O meu objetivo será apresentar uma mescla de informações compostas por elementos técnicos, oriundos do campo da pesquisa, combinados com o que vem sendo praticado na indústria. Sugestões de pauta, compartilhamento de informações e ideias sempre serão bem vindos. 
O compartilhamento de informações é o “mote” que iremos “glosar” neste primeiro artigo. Não só o compartilhamento: a geração, armazenamento e utilização para tomadas de decisão.
 
Estas ações se realizadas com o fim de gerar dados auditáveis que reflitam as operações, processos e condições aos quais os lotes foram submetidos, podem ser denominadas rastreabilidade. A rastreabilidade pode ser usada de diversas maneiras, mas aqui neste texto escreveremos sobre sua utilização técnica na (e para a) indústria. Em outra oportunidade escreveremos sobre o oferecimento de informações de rastreabilidade ao consumidor.
 
A maioria dos atores desta cadeia já ouviu falar sobre a famigerada rastreabilidade. Foi noticiado pelo Mapa que ela estava envolvida no ban sofrido pelo Brasil por parte da Comunidade Europeia. É uma exigência desde que foi considerada como um dos elementos de autocontrole adicionadas ao texto do novo RIISPOA (Decreto 9013 de 29 de março de 2017). Posso afirmar que este é um assunto importante, a ferramenta é fundamental, mas há muita dúvida ainda sobre o assunto.
 
No Brasil já existem algumas ações e diversas empresas já se adequaram. A Associação Brasileira de Criadores de Camarão (ABCC) ainda em 2005 já havia publicado um material de 110 páginas que tratou da rastreabilidade como ferramenta de gestão da qualidade. O atum brasileiro, produzido pela frota do Rio Grande do Norte já é rastreado desde 2006. Nos Estados Unidos a Bumble Bee Foods, presente no mercado desde 1890, já está usando a validação de dados de rastreabilidade via blockchain.
 
O camarão equatoriano, através de uma ação coletiva denominada Sustainable Shrimp Partnership (SSP), tem atribuído um papel preponderante aos dados auditáveis de rastreabilidade. As salmoneiras chilenas encontram-se bastante adiantadas neste sentido. A Islândia, pioneira na utilização desta ferramenta, faz uso para monitorar (entre outros) estoques de cod fish e suas características de interesse comercial.
 
As normas para a implementação da rastreabilidade estão publicadas desde 2001 na União Europeia, nos Estados Unidos desde 2003 e há materiais e profissionais no mercado brasileiro com esta expertise à disposição das indústrias que buscam fazê-la.

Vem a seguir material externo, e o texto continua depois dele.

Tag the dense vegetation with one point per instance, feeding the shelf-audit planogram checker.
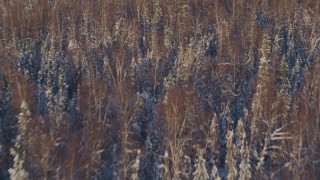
(159, 89)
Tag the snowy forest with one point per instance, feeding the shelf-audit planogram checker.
(159, 89)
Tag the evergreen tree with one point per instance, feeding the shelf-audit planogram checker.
(62, 91)
(260, 100)
(135, 166)
(200, 172)
(230, 161)
(51, 70)
(18, 172)
(283, 99)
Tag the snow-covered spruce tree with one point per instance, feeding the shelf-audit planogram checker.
(215, 173)
(186, 167)
(51, 70)
(135, 166)
(200, 172)
(164, 171)
(244, 167)
(62, 90)
(230, 161)
(211, 139)
(18, 172)
(283, 99)
(260, 99)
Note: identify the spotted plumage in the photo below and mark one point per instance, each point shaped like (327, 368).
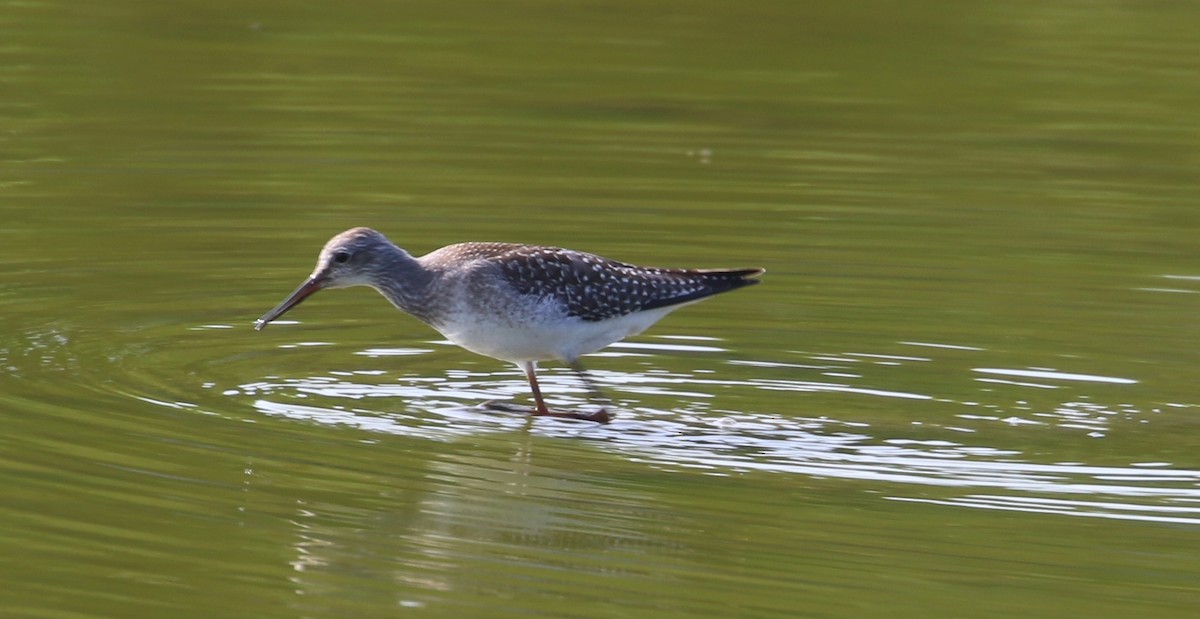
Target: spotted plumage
(516, 302)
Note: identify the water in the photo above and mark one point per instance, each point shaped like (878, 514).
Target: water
(965, 388)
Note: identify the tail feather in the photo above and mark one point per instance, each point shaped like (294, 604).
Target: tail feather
(714, 281)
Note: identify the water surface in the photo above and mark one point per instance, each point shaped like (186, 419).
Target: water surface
(966, 385)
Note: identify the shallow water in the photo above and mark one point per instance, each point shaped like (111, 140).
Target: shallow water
(965, 386)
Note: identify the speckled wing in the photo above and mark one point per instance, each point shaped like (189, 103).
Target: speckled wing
(595, 288)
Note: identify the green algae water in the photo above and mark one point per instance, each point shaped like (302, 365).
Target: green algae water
(965, 388)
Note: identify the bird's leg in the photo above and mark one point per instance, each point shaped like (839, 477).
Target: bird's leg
(600, 416)
(532, 377)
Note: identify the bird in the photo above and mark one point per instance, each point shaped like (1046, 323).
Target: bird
(515, 302)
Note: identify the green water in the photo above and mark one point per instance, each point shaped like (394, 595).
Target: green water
(966, 386)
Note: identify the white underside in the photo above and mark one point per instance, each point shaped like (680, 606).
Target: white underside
(552, 338)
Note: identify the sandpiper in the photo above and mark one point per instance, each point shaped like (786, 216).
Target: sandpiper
(515, 302)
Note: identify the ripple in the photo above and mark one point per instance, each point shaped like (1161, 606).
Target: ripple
(667, 419)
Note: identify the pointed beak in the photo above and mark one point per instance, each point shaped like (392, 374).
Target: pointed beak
(311, 286)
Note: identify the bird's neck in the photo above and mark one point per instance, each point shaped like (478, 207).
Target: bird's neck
(406, 282)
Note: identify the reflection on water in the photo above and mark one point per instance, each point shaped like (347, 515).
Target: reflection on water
(696, 436)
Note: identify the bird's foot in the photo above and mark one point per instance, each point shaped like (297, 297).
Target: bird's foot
(599, 416)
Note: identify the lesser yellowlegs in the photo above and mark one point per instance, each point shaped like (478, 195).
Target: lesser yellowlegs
(515, 302)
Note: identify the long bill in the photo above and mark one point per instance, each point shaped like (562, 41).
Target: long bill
(311, 286)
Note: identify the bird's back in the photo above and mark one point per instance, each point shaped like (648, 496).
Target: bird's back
(595, 288)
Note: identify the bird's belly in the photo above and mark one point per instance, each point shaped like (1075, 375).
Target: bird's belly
(564, 338)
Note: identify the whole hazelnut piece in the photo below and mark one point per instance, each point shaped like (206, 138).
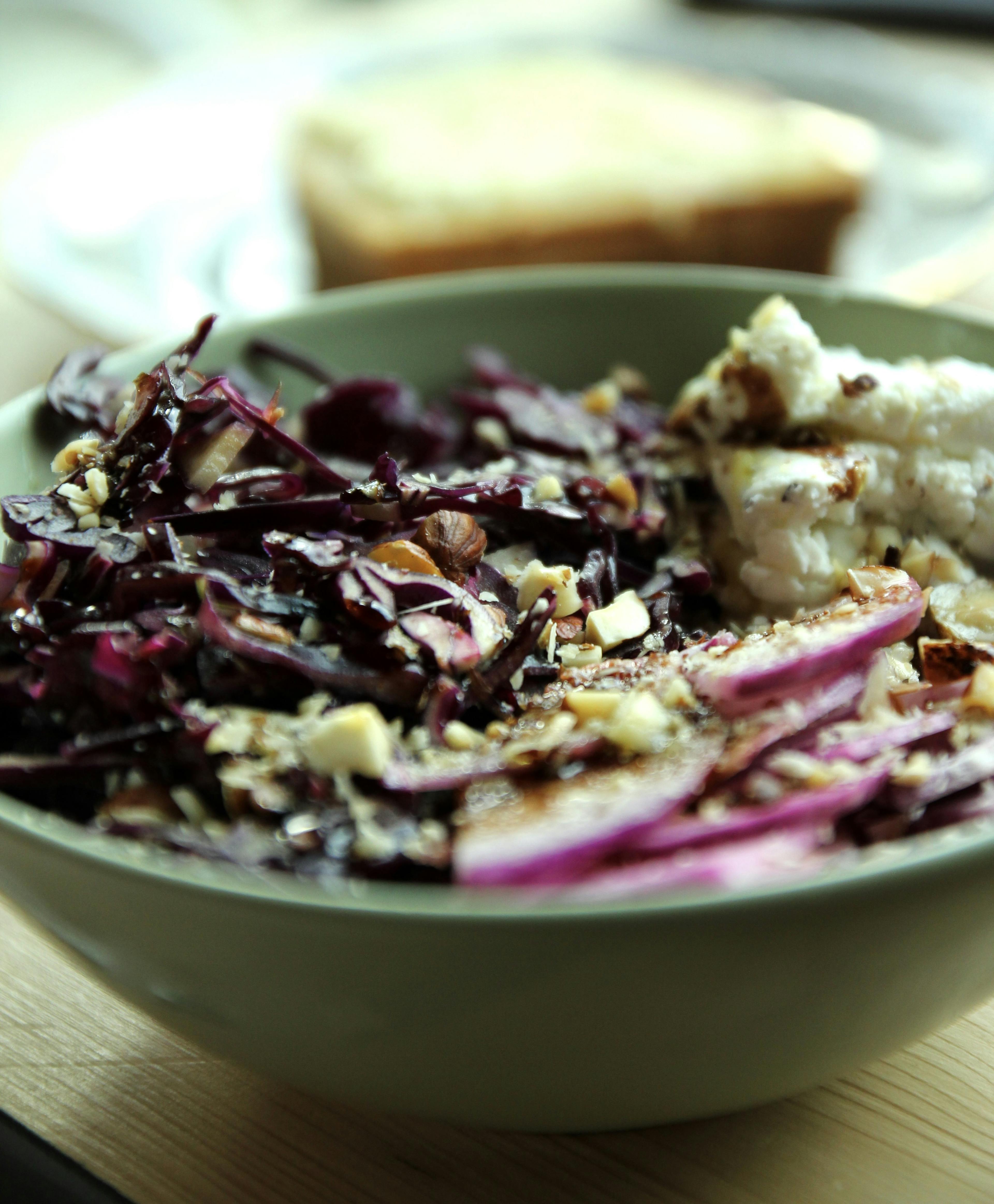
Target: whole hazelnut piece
(455, 541)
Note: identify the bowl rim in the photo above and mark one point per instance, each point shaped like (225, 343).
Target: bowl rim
(964, 847)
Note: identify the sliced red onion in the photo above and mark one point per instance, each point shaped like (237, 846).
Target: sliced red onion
(550, 832)
(776, 856)
(758, 732)
(816, 805)
(926, 694)
(455, 651)
(759, 669)
(861, 746)
(949, 775)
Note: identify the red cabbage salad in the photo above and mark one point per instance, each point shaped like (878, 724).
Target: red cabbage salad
(465, 641)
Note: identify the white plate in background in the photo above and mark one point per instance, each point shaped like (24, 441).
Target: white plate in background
(175, 203)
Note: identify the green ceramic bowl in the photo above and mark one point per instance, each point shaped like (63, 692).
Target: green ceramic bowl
(475, 1007)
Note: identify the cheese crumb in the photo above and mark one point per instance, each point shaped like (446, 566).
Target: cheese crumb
(625, 619)
(547, 489)
(350, 740)
(538, 577)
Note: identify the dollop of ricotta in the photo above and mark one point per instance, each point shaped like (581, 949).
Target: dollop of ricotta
(907, 446)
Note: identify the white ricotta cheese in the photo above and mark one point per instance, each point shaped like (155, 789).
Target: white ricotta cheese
(912, 451)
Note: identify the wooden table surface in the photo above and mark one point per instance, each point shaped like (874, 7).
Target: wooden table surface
(167, 1124)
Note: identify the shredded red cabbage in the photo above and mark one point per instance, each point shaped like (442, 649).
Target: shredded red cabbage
(233, 648)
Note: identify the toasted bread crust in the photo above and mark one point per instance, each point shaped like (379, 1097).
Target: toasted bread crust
(793, 234)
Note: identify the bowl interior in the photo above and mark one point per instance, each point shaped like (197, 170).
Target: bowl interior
(568, 327)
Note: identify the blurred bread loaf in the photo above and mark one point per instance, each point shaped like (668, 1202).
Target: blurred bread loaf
(572, 158)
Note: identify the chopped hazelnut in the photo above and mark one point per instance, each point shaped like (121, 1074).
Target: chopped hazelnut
(602, 399)
(578, 657)
(980, 693)
(405, 554)
(253, 625)
(622, 492)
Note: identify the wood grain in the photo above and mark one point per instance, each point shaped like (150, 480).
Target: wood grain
(167, 1124)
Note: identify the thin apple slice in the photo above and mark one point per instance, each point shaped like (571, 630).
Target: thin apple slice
(764, 667)
(555, 831)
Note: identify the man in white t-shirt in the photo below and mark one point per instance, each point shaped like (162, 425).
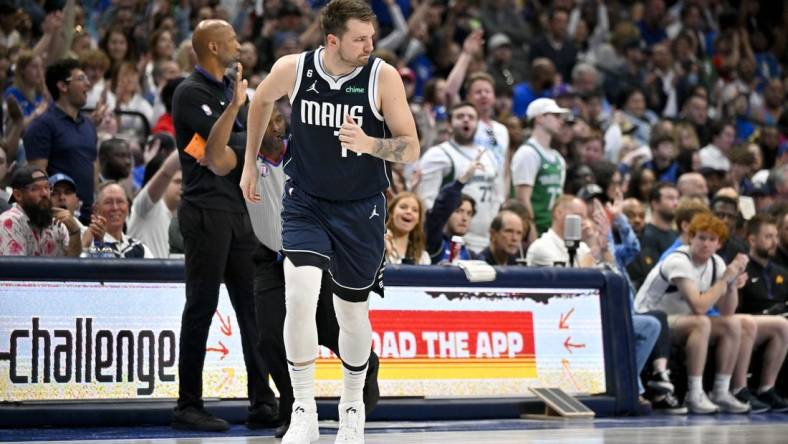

Todavia, uma grande confusão foi feita quando associaram a rastreabilidade ao emprego de alta tecnologia. Se alguma coisa é complicada já repele quem precisa usar, se tiver alto custo de implantação e manutenção, aí o nó cego está formado.
 
Há dúvidas sobre quais dados gerar e o que fazer com eles, quanto custa este sistema e se é economicamente viável. As informações devem ser capazes de contar uma história sobre o produto, devem ser auditáveis e organizadas de modo a gerar informações úteis à gestão, com vistas à Segurança do Alimento e, é claro, lucratividade.
 
Para efetuar esta tarefa, o emprego de tecnologia é bem vindo, mas é possível fazê-la no papel ou em planilhas do tipo Excel. O importante é compreender o conceito por trás da ferramenta (através da capacitação ou contratação de um especialista). Por exemplo, o Codex Alimentarius e a NBR ISO 22000 consideram a temperatura de armazenagem do pescado um Ponto Crítico de Controle (PCC), portanto é um tipo de informação essencial, sendo a qualidade e a sanidade do pescado, funções da temperatura. Vamos usar a temperatura de um lote como exemplo da aplicação desta ferramenta. Na Figura 1, temos o exemplo de quebra de cadeia de frio.
 
Figura 1 – Exemplo de cadeia do frio
Ter um desenho como a Figura 1 nas mãos, pode permitir que o gestor, ou o responsável técnico, identifique um abuso ou variação de temperatura, ao qual um lote foi submetido e aja de modo a não permitir que este lote seja consumido. Neste caso, o recall pode ser realizado, uma vez que o lote é rastreável.
 
Esta operação protege a todos os envolvidos. À medida que o controle aumenta e a informação é compartilhada, as corresponsabilidades tornam-se claras e a transparência do processo promove a confiança e diminui a incidência de oportunismo ex-post.  
 
A rastreabilidade pode ser feita total ou parcial. O fato dos produtores primários não gerarem informações não impede uma indústria de fazê-lo. As informações podem circular a montante ou a jusante da cadeia, sempre que os atores julguem necessário e beneficiem-se mutuamente com o compartilhamento.
 
Informações sigilosas como as fontes de extração ou o fornecedor de matéria prima podem ser codificadas e utilizadas em caso de necessidade. Tornar o processo transparente não significa entregar o mapa da mina, existem mecanismos para isso. A empresa pode receber um lote proveniente da área de pesca Z33wxy e não reconhecer de fato que se trata área FAO 34, 31 ou 41, mas em caso de necessidade este código é reconhecível por quem o gerou e há a garantia que o controle está sendo realizado.
 
Se há abuso de temperatura em uma descarga efetuada na indústria, o lote não precisa ser condenado, ele poderá ser segregado e após a verificação via análise físico-química ou microbiológica, como queira o serviço oficial e a qualidade da empresa, estando apto ao consumo, segue normalmente. 
 
É necessário nos familiarizarmos com a cultura da geração, armazenagem, compreensão e utilização da informação. Ainda que de forma rudimentar, esta prática eleva toda nossa cadeia a outro nível. Rastreabilidade não é custo, pelo contrário, é minimizador de custo e desperdício.
 
Ter claridade nas tomadas de decisão é benefício e torna o pescado mais seguro, sobretudo, demonstra o compromisso a transparência das atividades e respeito ao consumidor. Com tecnologia ou à moda “português de padaria” o importante é começar a fazer, plantar e esperar a colheita.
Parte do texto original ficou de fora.